Opening Lecture and Reception
Friday, February 1, 2019
5:30pm, Taylor Hall, Room 102
6:30pm, Frances Lehman Loeb Art Center
About the Frances Lehman Loeb Art Center
The Frances Lehman Loeb Art Center was founded in 1864 as the Vassar College Art Gallery. The current 36,400-square-foot facility, designed by Cesar Pelli and named in honor of the new building’s primary donor, opened in 1993. Vassar was the first US college founded with an art museum as a part of its original plans, and at any given time, the Permanent Collection Galleries of the Art Center feature approximately 350 works from Vassar’s extensive collections. The Art Center’s collections chart the history of art from antiquity to the present and comprise over 21,000 works, including paintings, sculptures, drawings, prints, photographs, and ceramic wares. Notable holdings include the Warburg Collection of Old Master prints, an important group of Hudson River School paintings given by Matthew Vassar at the college’s inception, and a wide range of works by major European and American 20th-century painters.
Admission to the Frances Lehman Loeb Art Center is free and all galleries are wheelchair accessible. The Art Center is open to the public Tuesday, Wednesday, Friday, Saturday, 10am–5pm; Thursday, 10am–9pm; and Sunday, 1–5pm. Located at the entrance to the historic Vassar College campus, the Art Center can be reached within minutes from other Mid-Hudson cultural attractions, such as Dia:Beacon, the Franklin Roosevelt and Eleanor Roosevelt national historic sites, and the Vanderbilt mansion. For additional information, the public may call (845) 437-5632 or visit fllac.vassar.edu.
Vassar College strives to make its events, performances, and facilities accessible to all. Individuals with disabilities requiring special accommodations must contact the Office of Campus Activities at least 48 hours in advance of an event, Mondays–Fridays, at (845) 437-5370. Without sufficient notice, appropriate space and/or assistance may not be available.

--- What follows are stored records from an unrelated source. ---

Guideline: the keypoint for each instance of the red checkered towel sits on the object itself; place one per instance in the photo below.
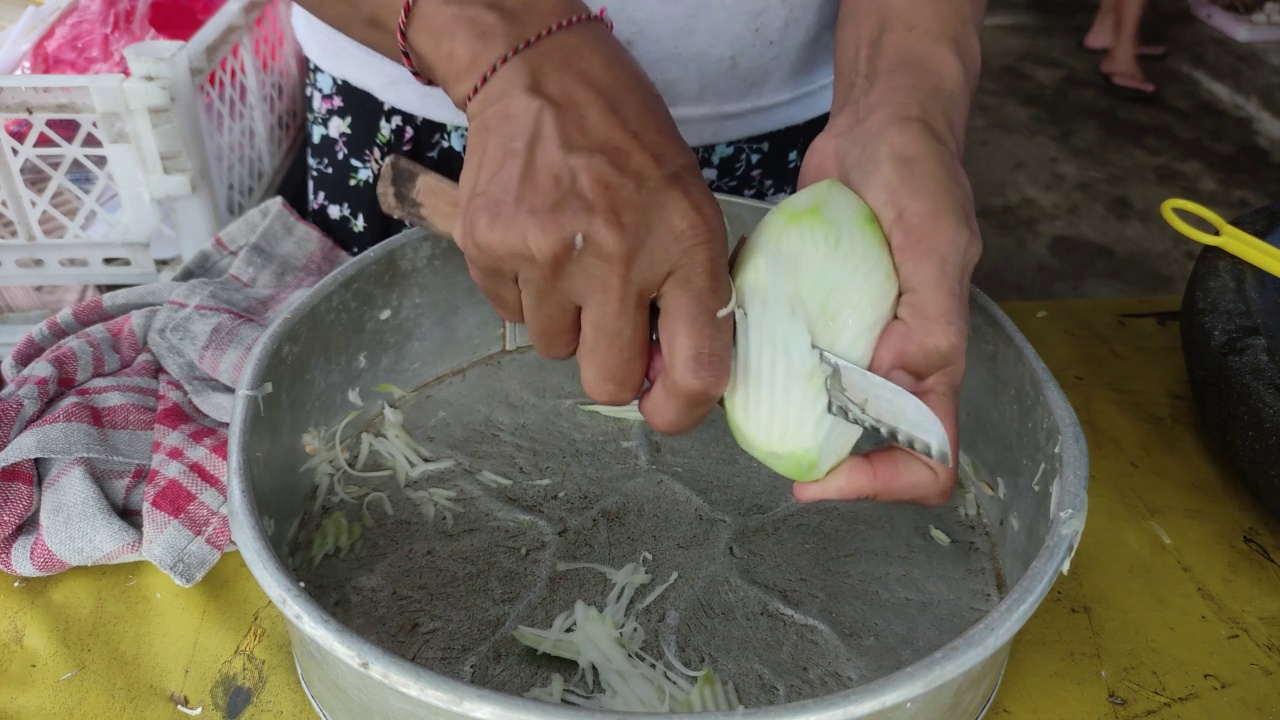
(113, 423)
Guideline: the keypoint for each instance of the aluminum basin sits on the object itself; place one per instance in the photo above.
(407, 313)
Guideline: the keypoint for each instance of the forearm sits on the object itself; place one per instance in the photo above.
(452, 41)
(908, 59)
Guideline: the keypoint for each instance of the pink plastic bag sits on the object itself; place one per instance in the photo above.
(90, 39)
(91, 36)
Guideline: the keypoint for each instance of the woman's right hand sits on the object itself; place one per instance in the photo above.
(580, 204)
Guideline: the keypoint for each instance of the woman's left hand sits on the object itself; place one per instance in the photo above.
(913, 180)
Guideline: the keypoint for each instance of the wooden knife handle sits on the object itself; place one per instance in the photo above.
(414, 194)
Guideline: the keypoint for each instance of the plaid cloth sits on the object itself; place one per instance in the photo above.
(113, 420)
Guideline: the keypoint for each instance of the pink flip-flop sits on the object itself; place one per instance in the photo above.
(1128, 87)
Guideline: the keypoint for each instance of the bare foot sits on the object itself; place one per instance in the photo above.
(1125, 72)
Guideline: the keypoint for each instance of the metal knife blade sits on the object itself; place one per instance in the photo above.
(874, 404)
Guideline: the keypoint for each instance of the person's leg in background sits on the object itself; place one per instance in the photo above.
(1121, 62)
(1116, 31)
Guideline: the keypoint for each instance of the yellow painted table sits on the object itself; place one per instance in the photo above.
(1171, 609)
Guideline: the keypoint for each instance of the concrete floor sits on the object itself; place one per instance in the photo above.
(1069, 178)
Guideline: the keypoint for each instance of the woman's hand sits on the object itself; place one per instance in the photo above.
(914, 182)
(580, 203)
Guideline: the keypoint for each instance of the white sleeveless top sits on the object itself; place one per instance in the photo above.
(727, 69)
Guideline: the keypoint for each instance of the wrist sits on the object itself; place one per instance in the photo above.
(453, 42)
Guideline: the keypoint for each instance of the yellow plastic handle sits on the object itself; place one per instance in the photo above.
(1229, 237)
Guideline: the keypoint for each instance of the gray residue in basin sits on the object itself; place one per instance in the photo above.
(787, 601)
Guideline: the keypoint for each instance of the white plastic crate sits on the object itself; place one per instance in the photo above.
(94, 169)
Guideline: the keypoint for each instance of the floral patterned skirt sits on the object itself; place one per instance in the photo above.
(351, 132)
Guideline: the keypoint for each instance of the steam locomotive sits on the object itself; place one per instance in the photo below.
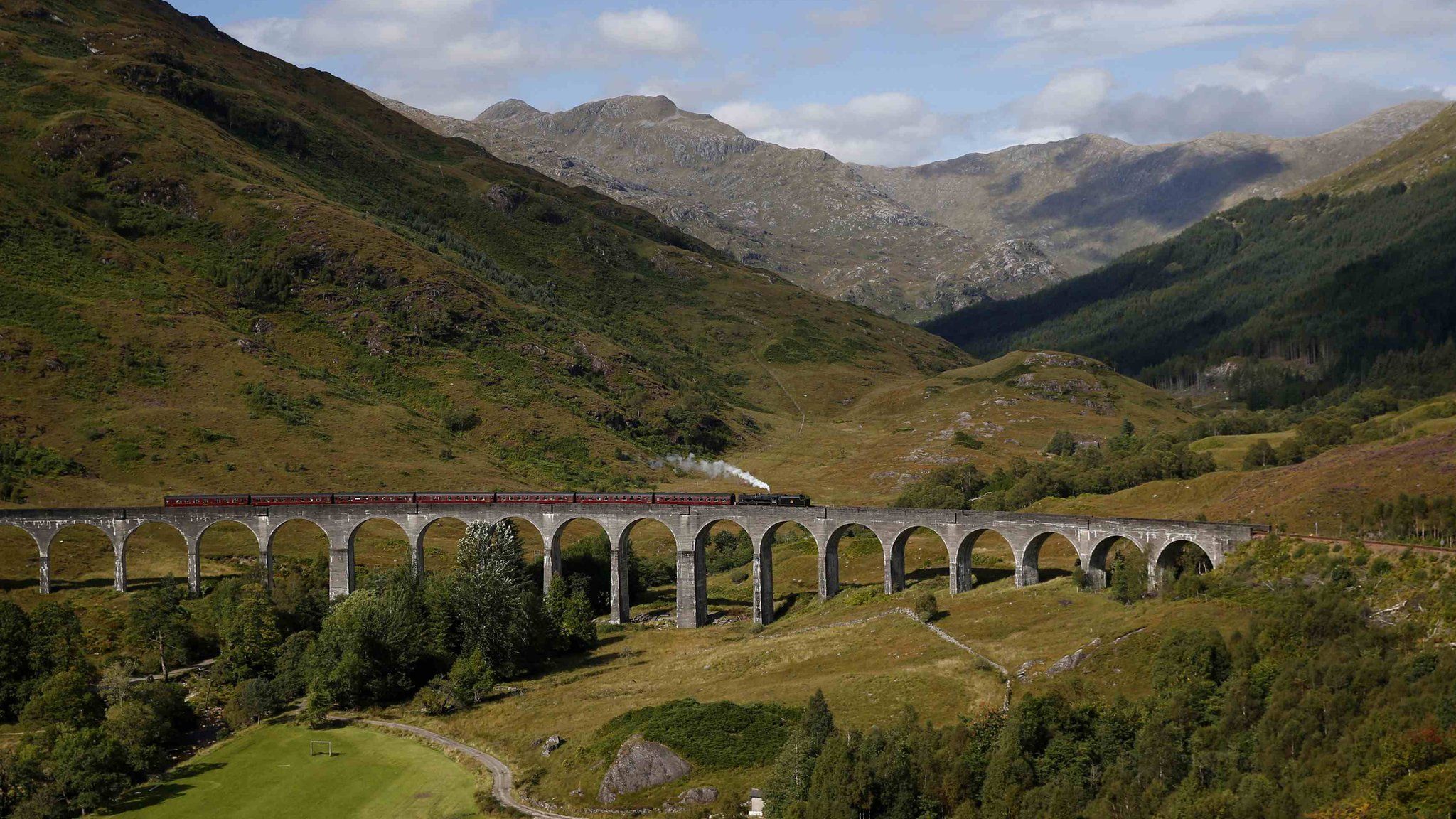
(383, 499)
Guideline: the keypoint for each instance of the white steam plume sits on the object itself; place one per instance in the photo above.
(715, 470)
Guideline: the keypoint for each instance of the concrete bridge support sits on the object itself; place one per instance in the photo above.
(829, 570)
(1091, 537)
(764, 576)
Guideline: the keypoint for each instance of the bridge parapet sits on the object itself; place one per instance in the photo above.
(689, 525)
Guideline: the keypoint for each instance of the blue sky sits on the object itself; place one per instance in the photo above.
(889, 82)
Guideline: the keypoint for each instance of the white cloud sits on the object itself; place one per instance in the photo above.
(857, 16)
(648, 31)
(1068, 97)
(878, 129)
(1369, 19)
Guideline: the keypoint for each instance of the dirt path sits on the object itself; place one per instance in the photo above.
(500, 771)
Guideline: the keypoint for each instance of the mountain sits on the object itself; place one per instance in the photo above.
(228, 273)
(1279, 298)
(1417, 156)
(798, 212)
(1091, 198)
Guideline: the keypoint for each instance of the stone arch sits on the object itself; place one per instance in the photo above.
(899, 556)
(963, 566)
(378, 522)
(686, 562)
(618, 594)
(341, 559)
(766, 606)
(1028, 569)
(1164, 566)
(57, 537)
(31, 542)
(1098, 564)
(130, 544)
(218, 530)
(832, 554)
(437, 528)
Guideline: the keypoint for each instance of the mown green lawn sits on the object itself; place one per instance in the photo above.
(268, 773)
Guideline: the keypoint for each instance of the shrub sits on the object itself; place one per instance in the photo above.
(925, 606)
(711, 735)
(462, 422)
(252, 701)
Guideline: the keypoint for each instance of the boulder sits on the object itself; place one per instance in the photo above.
(698, 796)
(640, 766)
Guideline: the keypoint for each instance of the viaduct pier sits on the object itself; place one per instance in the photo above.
(690, 525)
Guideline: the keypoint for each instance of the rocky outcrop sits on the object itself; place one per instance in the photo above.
(797, 212)
(641, 766)
(698, 796)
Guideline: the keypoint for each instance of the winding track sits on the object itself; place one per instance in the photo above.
(500, 771)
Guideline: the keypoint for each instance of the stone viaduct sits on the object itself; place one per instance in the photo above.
(1091, 537)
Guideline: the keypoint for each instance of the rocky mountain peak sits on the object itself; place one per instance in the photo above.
(508, 111)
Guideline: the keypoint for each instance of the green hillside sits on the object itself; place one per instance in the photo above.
(1418, 155)
(225, 273)
(1321, 289)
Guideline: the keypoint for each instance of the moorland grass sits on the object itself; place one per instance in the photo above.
(268, 773)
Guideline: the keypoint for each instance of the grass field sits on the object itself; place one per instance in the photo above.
(869, 662)
(1410, 451)
(267, 773)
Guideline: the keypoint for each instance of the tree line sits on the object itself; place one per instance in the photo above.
(1315, 710)
(1074, 469)
(1305, 295)
(443, 641)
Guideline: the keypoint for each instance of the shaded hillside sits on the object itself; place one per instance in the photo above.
(223, 272)
(1417, 156)
(1407, 452)
(798, 212)
(1324, 289)
(1091, 198)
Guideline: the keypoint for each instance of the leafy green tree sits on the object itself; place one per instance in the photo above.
(57, 641)
(1062, 444)
(291, 678)
(1260, 455)
(251, 703)
(494, 596)
(158, 621)
(788, 784)
(114, 684)
(569, 616)
(251, 636)
(1129, 580)
(65, 698)
(1192, 658)
(140, 732)
(87, 769)
(15, 659)
(471, 680)
(946, 487)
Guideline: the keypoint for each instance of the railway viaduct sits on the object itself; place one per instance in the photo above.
(1091, 537)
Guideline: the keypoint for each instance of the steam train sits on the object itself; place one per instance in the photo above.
(383, 499)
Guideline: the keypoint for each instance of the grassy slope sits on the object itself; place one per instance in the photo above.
(139, 177)
(868, 669)
(268, 773)
(1410, 159)
(1411, 451)
(1349, 277)
(904, 429)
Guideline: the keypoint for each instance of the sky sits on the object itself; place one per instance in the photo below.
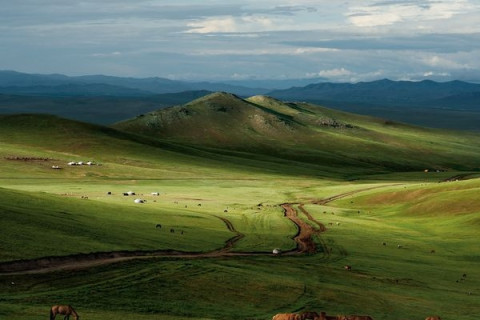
(213, 40)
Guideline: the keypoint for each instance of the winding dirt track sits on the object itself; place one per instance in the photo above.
(303, 238)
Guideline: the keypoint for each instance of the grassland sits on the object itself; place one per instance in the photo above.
(42, 213)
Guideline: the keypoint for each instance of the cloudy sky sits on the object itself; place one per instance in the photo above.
(214, 40)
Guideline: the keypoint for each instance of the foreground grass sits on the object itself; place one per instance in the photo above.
(42, 213)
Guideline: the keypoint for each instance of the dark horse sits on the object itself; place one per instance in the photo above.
(65, 310)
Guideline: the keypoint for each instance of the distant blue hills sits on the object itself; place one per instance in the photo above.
(107, 99)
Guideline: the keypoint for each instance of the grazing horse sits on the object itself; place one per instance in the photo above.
(66, 310)
(286, 316)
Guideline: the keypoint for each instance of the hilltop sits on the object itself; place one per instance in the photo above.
(306, 133)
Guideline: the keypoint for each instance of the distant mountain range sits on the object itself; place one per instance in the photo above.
(261, 126)
(12, 82)
(453, 94)
(106, 99)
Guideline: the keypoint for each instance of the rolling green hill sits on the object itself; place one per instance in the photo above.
(223, 166)
(308, 134)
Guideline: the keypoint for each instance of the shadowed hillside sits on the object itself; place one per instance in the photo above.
(308, 134)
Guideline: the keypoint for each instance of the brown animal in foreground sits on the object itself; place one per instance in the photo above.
(65, 310)
(286, 316)
(308, 315)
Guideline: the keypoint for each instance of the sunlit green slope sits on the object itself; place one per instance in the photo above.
(308, 134)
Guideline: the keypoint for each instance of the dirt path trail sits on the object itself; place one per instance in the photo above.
(303, 238)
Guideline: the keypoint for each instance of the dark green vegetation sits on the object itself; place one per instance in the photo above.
(309, 134)
(269, 153)
(104, 99)
(99, 108)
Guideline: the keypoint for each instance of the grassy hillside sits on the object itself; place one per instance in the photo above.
(308, 134)
(204, 182)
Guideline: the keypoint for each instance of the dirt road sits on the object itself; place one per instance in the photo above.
(303, 239)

Detailed information about accessibility to specific campus facilities can be found on the Accessibility and Educational Opportunity website.
Directions to the Vassar campus, located at 124 Raymond Avenue in Poughkeepsie, NY, are available at https://www.vassar.edu/visit/how-to-get-here/.
Vassar College is a coeducational, independent, residential liberal arts college founded in 1861.